I was recently on a walk (yes, I walk for exercise from time to time) with a friend. Whilst perambulating and conversing, I opened up about recent emotional difficulties. To my recollection, this was the first time I’d done that with this particular acquaintance, despite having been friends for over a decade and having gone through some significant life experiences alongside this dude. Which got me wondering: Why did I wait so long? How is it so easy for me to write my feelings but so challenging to make the words come out of my mouth?
Some of the answer is certainly cultural. The example my Japanese father set for me as a child was, well, what you might expect from a Japanese man. Stoic and emotionally reserved. But some of the the answer to that question has to be gendered. By which I mean: One big reason that I waited so long to finally open myself up to my friend was that it isn’t what men do.

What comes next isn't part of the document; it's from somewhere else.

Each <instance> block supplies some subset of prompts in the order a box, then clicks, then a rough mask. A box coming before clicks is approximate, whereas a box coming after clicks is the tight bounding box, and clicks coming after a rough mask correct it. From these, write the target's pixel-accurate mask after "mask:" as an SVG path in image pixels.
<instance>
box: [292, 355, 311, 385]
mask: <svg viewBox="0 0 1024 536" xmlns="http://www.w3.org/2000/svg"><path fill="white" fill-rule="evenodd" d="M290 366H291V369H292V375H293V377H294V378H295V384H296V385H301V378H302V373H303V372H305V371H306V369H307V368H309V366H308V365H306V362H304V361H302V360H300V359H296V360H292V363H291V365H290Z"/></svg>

I (much like the rest of you) fell in love with the Apple+ comedy series Ted Lasso during pandemic lockdown. When we simply needed to feel good about something, anything at all. The story of an American football coach (Jason Sudeikis) whose sole talent appeared to be his relentless optimism, recruited to lead a British football club by an owner who hopes he’ll run the club into the ground: It was what we needed. It was the type of streaming show that you binged your way through, then immediately pulled out your phone and googled something like “release date season two ted lasso”.
Ted has done well, pulling multiple awards and a ton of adulation. The writing is great, the acting superb, the comedy out of the world. It’s what you’d expect from the guy who made Scrubs (Bill Lawrence), which remains one of my all-time favorite shows. But it’s Ted Lasso’s approach to masculinity I love the most. And to be honest — beyond its roots as a comedic sketch advertisement for NBC’s venture into Premier League (that’s a European “football” league if you’re wondering, just a “football” league if you’re European, and a European “soccer” league for us ‘Murricans) — it’s what the show is about. Ted Lasso is a show that explores what it means to be a modern man.